Specifically, the person he had hitched a ride with was having some love troubles. The driver had a girlfriend who he really liked a lot, but the girlfriend had become enraged upon learning that he had given a very nice mountain bike to an ex-girlfriend. The current girlfriend had given him an ultimatum: break into your ex-girlfriend’s garage and steal me that mountain bike, or our love is over. The driver couldn’t make up his mind: Steal the bike? Lose the girlfriend? Steal the bike? Lose the girlfriend?
The drive down had lasted nine hours. There would also be a drive back.
Despite this cautionary tale, I’ve never stopped thinking that if we, as a society, are going to build something with the internet that actually has a positive environmental effect, it will probably involve hitchhiking. Uber and Lyft are basically just replicating what taxis do, which means even more cars on the road to meet possible demand. Furthermore, they both require professional drivers, and don’t pay those drivers enough to live on.
But a transportation network built out of commuters who are going to be on the road anyway is the closest thing to a free ride that you can get — financially and environmentally. Things that didn’t even exist in 2001 (like GPS smartphones), and things that barely existed (like systems for verifying identity and reviewing drivers and passengers), would make such a thing even easier. So why hasn’t it happened yet?

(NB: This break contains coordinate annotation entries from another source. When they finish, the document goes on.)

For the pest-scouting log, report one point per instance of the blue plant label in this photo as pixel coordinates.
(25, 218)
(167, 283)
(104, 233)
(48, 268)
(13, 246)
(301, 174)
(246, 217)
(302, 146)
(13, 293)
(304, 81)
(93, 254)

Well, it is happening — just not in the U.S. The billion-dollar French startup BlaBlaCar is essentially a reputation-based hitchhiking app that lets riders cover gas and tolls but not pay the driver themselves. It’s available in Europe, Russia, and Mexico, but says that it has no plans to get to the United States unless the price of gas here goes up, giving drivers a stronger incentive to get someone else to pay for their tanks-full.
Google has the technology to run its own ride-hailing service (it began running a test version in Tel Aviv this summer), but rumors are that it’s ultimately intended for Google’s self-driving car schemes.
User reviews of La’Zooz are wildly enthusiastic, but the app is only available for Android phones — and it doesn’t appear to be doing anything in the U.S. except gathering data for an as-yet-undefined future launch.
So, the U.S. — the country that would most benefit from a decent hitchhiking app — remains without one to this day, while Europe, with all of its trains, gets it all. That doesn’t mean that I’ll stop hoping. Maybe one of the failed gladiators in the ride-hailing wars, like Sidecar, will rework its application for hitchhiking, since it already had a feature that allowed drivers to accept or reject passengers based on route. American drivers may have it easy, but there are still plenty of commuter choke points (Interstate 280 between San Francisco and Mountain View, for example) and a history of semi-formal carpooling that dates back to the 1970s oil crisis.
2016, I have high hopes for you. Make this thing happen!